The 5.677 trillion yen third supplementary budget for fiscal 1998 was submitted Friday to the extraordinary Diet session, and Finance Minister Kiichi Miyazawa called for a swift passage in his policy speech.
Speaking before the House of Representatives plenary sitting, Miyazawa stressed the importance of the latest economic stimulus package, worth 24 trillion yen, to pulling the nation’s economy out of recession. The extra budget, expected to clear the Diet later this month, will partly finance the record stimulus package.
Miyazawa explained that the package, which includes measures to ease the credit crunch, will boost domestic demand with public works and help economically battered Asian countries.
He confirmed that personal income tax cuts will total some 4 trillion yen next year and include lowering the maximum rate from 65 percent to 50 percent. The effective corporate tax rate will meanwhile be reduced from 46 percent to about 40 percent, from the business year beginning in April, he said.
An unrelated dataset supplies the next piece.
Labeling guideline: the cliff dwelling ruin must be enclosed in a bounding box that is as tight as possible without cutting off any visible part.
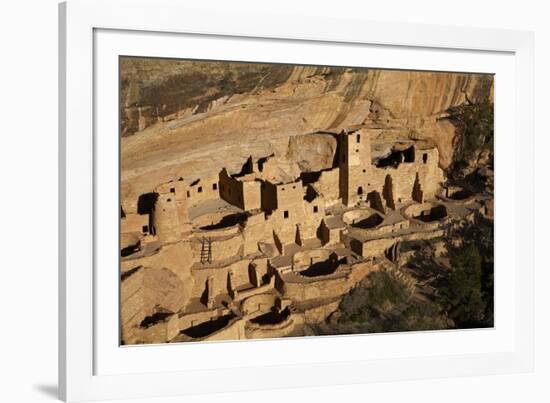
[119,59,494,344]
The government will submit bills for these tax reductions to the ordinary Diet session that starts in January, he added. The finance minister also touched on the bill to freeze the belt-tightening Fiscal Structural Reform Law “for the time being” so the government can use the most resources toward an economic recovery.
The extra budget would be completely funded by issuing government bonds worth 12.33 trillion yen, officials said.
A major portion of revenues from the bond flotation would go to cover the country’s tax revenue shortfall for the current fiscal year, worth 6.88 trillion yen, they said.
The issuing of government bonds, including 7.81 trillion yen in deficit-financing bonds, would bring the total of such bonds to be issued in fiscal 1998 to 34 trillion yen.
This would bring total outstanding government bonds to some 297 trillion yen at the end of the fiscal year through next March 31.
The fresh bond flotation would also bring to 38.6 percent the ratio of government bonds to overall general-account revenues used to fund the general-account budget for the current year, the highest ever.